Aktivitas eksplorasi nikel di Raja Ampat dimulai sejak akhir
1960-an, terutama di Pulau Gag yang diketahui memiliki cadangan nikel berkadar
tinggi. PT Aneka Tambang (Antam) bersama perusahaan asing mulai melakukan
survei dan eksplorasi, yang pada tahun 1996 menghasilkan pembentukan PT Gag
Nikel, anak usaha Antam yang berkolaborasi dengan BHP Billiton asal Australia.

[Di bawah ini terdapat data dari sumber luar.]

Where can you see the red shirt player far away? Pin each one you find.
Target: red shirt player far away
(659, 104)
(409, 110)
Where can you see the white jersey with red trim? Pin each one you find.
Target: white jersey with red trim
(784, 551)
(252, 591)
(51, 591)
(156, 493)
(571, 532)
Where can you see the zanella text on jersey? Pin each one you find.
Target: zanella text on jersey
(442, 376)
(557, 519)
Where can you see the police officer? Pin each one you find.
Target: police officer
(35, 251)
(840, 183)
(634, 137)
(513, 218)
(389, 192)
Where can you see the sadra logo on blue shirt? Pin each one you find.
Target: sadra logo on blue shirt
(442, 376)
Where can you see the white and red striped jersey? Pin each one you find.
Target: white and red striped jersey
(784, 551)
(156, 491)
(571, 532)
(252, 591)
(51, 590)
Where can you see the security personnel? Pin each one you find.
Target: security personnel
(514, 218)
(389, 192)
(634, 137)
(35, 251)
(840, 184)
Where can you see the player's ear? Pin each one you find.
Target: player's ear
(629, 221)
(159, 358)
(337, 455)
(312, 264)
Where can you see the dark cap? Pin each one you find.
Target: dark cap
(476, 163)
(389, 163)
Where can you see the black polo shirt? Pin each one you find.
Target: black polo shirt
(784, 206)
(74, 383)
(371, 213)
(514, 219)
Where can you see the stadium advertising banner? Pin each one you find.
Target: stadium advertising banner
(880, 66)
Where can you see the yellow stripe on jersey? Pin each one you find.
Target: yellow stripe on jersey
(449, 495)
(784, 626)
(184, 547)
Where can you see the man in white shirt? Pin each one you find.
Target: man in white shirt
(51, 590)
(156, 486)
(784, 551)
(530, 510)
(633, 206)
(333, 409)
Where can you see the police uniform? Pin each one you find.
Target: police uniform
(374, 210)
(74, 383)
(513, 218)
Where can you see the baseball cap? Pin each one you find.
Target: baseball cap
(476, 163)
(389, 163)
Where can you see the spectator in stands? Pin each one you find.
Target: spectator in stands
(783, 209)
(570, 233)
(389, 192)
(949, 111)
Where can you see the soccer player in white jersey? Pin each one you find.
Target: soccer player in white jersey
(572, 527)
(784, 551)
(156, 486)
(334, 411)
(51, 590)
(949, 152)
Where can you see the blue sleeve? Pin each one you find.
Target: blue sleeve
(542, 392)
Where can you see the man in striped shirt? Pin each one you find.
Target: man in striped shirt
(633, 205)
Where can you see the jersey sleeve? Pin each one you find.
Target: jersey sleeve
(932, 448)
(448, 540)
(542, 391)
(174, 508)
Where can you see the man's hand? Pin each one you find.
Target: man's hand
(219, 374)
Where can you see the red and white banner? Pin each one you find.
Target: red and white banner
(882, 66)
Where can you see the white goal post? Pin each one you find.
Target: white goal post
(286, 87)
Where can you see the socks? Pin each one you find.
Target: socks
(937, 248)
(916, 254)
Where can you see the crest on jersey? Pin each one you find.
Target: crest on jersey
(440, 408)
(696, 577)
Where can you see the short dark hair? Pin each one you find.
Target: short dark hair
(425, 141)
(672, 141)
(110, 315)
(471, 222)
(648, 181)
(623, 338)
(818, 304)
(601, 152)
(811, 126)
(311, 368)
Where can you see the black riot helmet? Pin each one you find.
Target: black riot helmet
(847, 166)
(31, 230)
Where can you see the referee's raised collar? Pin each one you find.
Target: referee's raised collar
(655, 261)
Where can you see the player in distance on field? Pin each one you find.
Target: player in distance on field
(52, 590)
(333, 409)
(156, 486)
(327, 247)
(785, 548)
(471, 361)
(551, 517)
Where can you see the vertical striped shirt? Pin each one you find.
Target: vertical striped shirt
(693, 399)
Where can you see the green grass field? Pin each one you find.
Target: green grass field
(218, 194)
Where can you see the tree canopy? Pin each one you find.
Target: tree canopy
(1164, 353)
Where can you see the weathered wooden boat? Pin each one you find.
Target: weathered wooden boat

Namun, pada 1999, Pulau Gag ditetapkan sebagai hutan
lindung, membuat aktivitas tambang ditangguhkan. Setelah sempat terhenti, pada
2017 tambang kembali diaktifkan, menyusul melonjaknya permintaan nikel global
untuk baterai kendaraan listrik.
Hingga pertengahan 2025, aktivitas tambang nikel di Raja
Ampat telah meluas ke beberapa pulau lain seperti Pulau Kawe, Manuran, dan
Batan Pelei. Total luas wilayah pertambangan yang telah mendapat izin mencapai
lebih dari 22.000 hektar.
Namun, perkembangan ini disertai dampak lingkungan yang
mengkhawatirkan. Data lembaga lingkungan menyebutkan lebih dari 490 hektar
hutan telah mengalami deforestasi sejak 2020. Aktivitas tambang juga
menyebabkan limbah dan lumpur mencemari kawasan terumbu karang dan perairan
laut, yang selama ini menjadi jantung ekosistem dan wisata Raja Ampat.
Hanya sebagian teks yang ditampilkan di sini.